İHH Başkanı Yıldırım, işbirlikçiler Mısır'da zalimlerin yanında mücadele ederken, cennete talip olanların mazlumların yanında bulunması gerektiğini söyledi.
Grup akşam Saraçhane Parkı'nda olacak
Cennete, haksızlığa karşı söz söyleyenlerin talip olacağını vurgulayan Yıldırım, konuşmasını şöyle sürdürdü:
"Buradan şunu haykırıyoruz; Amerika senden korkmuyoruz, İsrail senden korkmuyoruz, Avrupa senden korkmuyoruz. Biz Allah'tan korkuyoruz. Biz kurşun yedikten sonra yere düşen ve gözüne bir damla yaş akıtan mazlum çocukların bedduasından korkuyoruz. Evladını paramparça kucağına alan, hiç bir hastaneye götürecek durumu olmayan, hiç bir ilaca ulaşamayan annenin feryadından korkuyoruz. 'Kimse yok mu bize yardım edecek' diye haykıran, gözyaşı döken babaların feryatlarından korkuyoruz. Biz de korkuyoruz ama bu korkumuz Allah için.

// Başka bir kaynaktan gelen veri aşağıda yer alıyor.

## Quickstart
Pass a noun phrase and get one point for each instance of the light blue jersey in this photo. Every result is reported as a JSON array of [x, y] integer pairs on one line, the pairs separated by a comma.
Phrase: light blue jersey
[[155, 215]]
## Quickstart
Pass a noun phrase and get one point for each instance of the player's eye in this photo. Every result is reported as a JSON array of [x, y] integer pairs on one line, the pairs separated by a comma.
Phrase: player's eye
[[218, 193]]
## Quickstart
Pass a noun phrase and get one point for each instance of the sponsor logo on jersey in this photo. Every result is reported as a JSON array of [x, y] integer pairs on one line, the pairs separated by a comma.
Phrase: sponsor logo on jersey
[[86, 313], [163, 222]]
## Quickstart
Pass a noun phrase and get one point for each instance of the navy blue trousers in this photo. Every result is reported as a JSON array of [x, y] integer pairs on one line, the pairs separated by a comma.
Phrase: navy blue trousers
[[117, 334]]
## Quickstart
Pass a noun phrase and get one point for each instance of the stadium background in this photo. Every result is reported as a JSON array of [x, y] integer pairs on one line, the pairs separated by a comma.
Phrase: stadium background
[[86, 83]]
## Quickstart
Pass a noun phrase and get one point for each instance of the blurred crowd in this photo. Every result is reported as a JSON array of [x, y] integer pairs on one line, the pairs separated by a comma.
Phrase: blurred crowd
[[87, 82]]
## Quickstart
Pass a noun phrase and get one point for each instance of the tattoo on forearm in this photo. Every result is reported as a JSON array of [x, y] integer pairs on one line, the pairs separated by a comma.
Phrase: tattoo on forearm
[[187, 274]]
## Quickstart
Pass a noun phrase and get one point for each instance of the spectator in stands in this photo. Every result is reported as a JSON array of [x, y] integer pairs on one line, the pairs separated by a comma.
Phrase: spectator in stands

Mısır'da kadınların kafasına keskin nişancılar ateş ettiğinde, baltacılar kadınları doğradığında neden sessiz kalıyorsunuz? Neden sadece 'haca ve umreye gitme hakkımız elimizden alınmasın' diye Suudi Arabistan'ın Sisi'ye gönderdiği paralara karşı çıkmıyorsunuz? Son olarak şunu söylüyorum. Bütün arkadaşlarınızı arayın, haber verin gelsinler, namazdan sonra yürüyüş yapacağız. Allah hepimizden razı olsun, bu akşam Saraçhane Parkı'nda 'Kardeşlik Parkı' kurulacak. Hepinizi oraya devam ediyoruz. Duruma göre katliam devam ederse de nöbet halinde olacağız. Hatta Mısır'ın İstanbul Başkonsolosluğu'nun önünde toplanıp, sizleri de davet edeceğiz. Sizleri davet ettiğimizde hepinizi kısa sürelerde buralarda görmek isteriz."
Yazar Abdurrahman Dilipak da bir insana yapılan haksızlığın, bütün bir topluma yöneltilmiş tehdit olduğuna dikkati çekerek, "Mısır'da yaşananlar sadece Mısır halkını telaşlandıran felaket değil, aynı zamanda bütün İslam ümmetine yöneltilmiş bir tehdittir. Bu nedenle burada Mısır için değil, kendi geleceğimiz için toplandık" ifadelerini kullandı.
Açıklamaların ardından Fatih Camisi'nde öğle namazı kılan grup, Saraçhane Parkı'na yürüdü.
Sakarya'da, Erzurum'da Lalapaşa Camisi'nde öğle namazından sonra, Adıyaman'da Demokrasi Parkı'nda saat 17.00'de, Bursa'da Merinos Parkı'nda saat 15.00'te, Kahramanmaraş'ta Ulu Cami'de ikindi namazından sonra, Kayseri'de Cumhuriyet Meydanı'nda saat 14.00'te Mısır ordusunun saldırısına karşı gösteriler düzenlenecek.